For the last couple of years I have been working on making scientific-name detection possible on a massive scale. The result of this work was creation of several tools that increased the speed of name-finding dramatically:
- name-parsing: gnparser
- name-detection: gnfinder
- name-curation: gntagger
- name-verification (built by Alex Myltsev): gnindex
As a result we are able to scan large corpora of biodiversity literature, such as Biodhiversity Heritage Library — BHL (200 000 volumes) and HathiTrust Digital Library (16 000 000 volumes) in a matter of hours.
Recently, we presented our achievements at Biodiversity Next conference, an expanded version of traditional yearly TDWG meeting. I had a talk at a symposium Improving access to hidden scientific data in the Biodiversity Heritage Library. You can read about it in more details at a BHL blog post.

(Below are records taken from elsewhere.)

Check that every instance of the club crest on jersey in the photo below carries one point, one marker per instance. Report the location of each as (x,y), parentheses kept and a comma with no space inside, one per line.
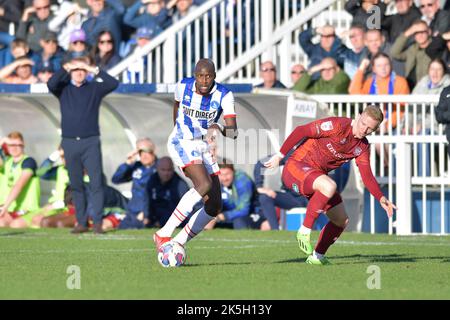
(326,126)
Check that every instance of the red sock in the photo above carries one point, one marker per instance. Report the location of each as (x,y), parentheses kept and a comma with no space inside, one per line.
(330,233)
(315,207)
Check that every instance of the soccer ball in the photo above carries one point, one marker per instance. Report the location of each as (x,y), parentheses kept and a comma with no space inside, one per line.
(171,254)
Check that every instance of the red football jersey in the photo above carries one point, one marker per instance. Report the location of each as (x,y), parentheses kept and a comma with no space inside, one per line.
(330,144)
(327,144)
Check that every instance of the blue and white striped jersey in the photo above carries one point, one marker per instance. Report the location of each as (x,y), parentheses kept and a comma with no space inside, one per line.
(197,113)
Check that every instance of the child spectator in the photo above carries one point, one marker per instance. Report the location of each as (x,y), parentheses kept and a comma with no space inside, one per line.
(18,72)
(139,172)
(21,185)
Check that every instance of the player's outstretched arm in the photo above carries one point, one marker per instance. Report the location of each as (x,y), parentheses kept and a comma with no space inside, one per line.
(176,105)
(388,206)
(229,130)
(274,161)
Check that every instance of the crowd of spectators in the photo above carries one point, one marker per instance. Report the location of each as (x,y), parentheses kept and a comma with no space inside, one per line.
(156,188)
(410,52)
(49,33)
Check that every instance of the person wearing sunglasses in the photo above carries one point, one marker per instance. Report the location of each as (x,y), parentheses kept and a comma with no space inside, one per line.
(437,19)
(330,45)
(165,189)
(138,167)
(104,53)
(34,23)
(21,189)
(78,46)
(268,73)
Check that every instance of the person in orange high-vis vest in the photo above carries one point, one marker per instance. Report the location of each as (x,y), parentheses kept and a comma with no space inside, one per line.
(382,81)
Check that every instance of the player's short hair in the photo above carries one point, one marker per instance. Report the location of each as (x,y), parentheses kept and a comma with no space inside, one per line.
(16,135)
(226,164)
(374,112)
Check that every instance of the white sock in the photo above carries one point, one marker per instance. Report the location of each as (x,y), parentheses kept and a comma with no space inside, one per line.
(180,213)
(304,230)
(195,225)
(317,255)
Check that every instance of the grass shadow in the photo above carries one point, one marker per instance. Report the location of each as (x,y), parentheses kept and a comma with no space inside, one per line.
(216,264)
(387,258)
(12,233)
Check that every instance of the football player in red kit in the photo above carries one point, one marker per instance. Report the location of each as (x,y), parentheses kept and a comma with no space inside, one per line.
(325,145)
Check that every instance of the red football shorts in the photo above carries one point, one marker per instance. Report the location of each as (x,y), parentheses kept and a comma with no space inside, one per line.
(299,176)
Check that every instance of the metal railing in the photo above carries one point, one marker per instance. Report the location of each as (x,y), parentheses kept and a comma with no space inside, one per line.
(237,38)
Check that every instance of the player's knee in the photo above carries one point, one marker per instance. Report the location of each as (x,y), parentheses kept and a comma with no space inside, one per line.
(213,208)
(328,188)
(343,222)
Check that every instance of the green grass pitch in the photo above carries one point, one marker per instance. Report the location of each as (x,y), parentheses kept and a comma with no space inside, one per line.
(221,264)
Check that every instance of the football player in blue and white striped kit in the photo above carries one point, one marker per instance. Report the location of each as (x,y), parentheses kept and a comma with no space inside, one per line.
(199,104)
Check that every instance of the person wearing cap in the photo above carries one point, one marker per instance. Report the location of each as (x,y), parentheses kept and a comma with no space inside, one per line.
(16,49)
(104,15)
(45,74)
(18,72)
(80,102)
(34,23)
(77,47)
(330,45)
(138,167)
(50,56)
(154,14)
(104,53)
(69,16)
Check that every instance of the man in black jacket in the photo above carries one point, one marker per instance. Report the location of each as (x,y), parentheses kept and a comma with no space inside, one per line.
(80,107)
(443,112)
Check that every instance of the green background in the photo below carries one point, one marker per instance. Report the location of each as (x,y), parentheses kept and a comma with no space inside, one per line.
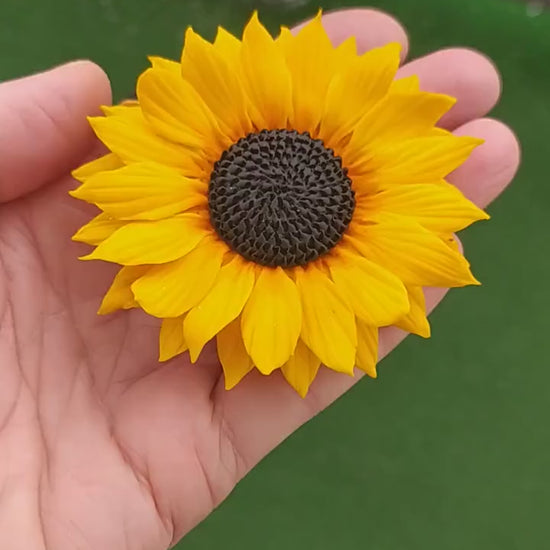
(450,448)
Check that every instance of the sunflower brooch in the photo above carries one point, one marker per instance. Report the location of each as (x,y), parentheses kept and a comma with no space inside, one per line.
(283,196)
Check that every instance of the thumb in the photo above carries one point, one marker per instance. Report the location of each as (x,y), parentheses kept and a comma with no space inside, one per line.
(44,132)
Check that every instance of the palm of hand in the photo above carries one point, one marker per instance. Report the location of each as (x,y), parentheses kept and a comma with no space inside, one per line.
(108,436)
(102,447)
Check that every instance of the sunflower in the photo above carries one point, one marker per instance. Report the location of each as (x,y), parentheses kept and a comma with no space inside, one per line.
(284,197)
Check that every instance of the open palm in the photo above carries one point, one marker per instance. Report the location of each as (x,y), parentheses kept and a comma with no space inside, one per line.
(100,446)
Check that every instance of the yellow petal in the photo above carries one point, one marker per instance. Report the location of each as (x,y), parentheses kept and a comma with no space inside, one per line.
(301,369)
(171,341)
(228,46)
(145,191)
(451,241)
(97,230)
(177,112)
(172,289)
(405,85)
(417,256)
(328,326)
(440,207)
(367,348)
(120,295)
(217,81)
(398,116)
(310,57)
(102,164)
(236,362)
(223,303)
(266,78)
(128,134)
(271,320)
(415,321)
(377,296)
(421,160)
(155,242)
(354,91)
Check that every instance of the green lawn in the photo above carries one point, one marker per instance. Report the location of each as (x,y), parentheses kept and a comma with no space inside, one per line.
(450,448)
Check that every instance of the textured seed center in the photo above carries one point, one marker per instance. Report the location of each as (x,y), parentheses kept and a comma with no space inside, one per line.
(280,198)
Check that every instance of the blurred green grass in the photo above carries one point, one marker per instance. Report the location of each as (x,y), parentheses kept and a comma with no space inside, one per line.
(450,448)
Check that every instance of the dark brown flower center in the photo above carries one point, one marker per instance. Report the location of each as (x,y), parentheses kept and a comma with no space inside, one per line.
(280,198)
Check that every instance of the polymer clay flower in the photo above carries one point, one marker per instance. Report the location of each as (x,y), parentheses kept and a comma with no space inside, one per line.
(282,196)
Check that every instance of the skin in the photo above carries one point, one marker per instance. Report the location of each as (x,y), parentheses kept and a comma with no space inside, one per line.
(100,446)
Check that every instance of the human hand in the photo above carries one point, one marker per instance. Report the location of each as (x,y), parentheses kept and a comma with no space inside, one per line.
(100,446)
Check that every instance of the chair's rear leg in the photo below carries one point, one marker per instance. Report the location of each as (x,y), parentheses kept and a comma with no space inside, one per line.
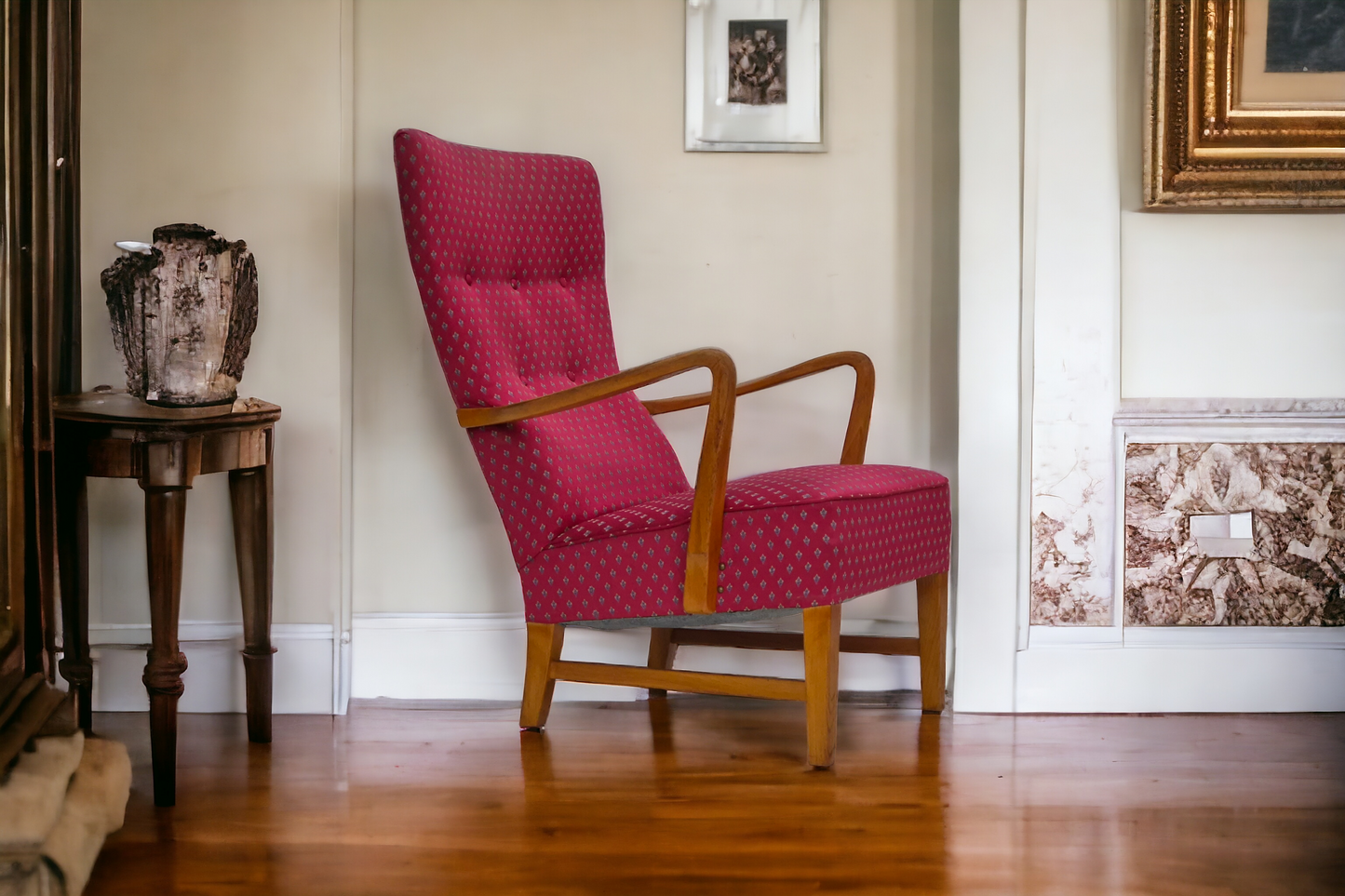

Such a significant collection of biodiversity literature as BHL gains dramatically in usability from data mining efforts. For many years they use the scientific names index that had been generated by our project: Global Names Architecture. Several years ago generation of such index was a very slow and laboreous task, that could not be repeated easily. With our recent developments we are able to index BHL repeatedly with ease. It gives us an opportunity to listen for feedback from BHL users, make incremental improvements in our algorithms and increase the quality of scientific names index continuously.
We are very interested to work with other people who try to enhance usability of literature aggregators like BHL by developing natural language processing and machine learning algorithms. During the conference several researches in the field agreed to participate in a brain-storming workshop at Illinois Natural History Survay, Champaign/Urbana to develop new technologies for data-mining in BHL and other similar corpora. We are planning to organize such a workshop in April/May 2020.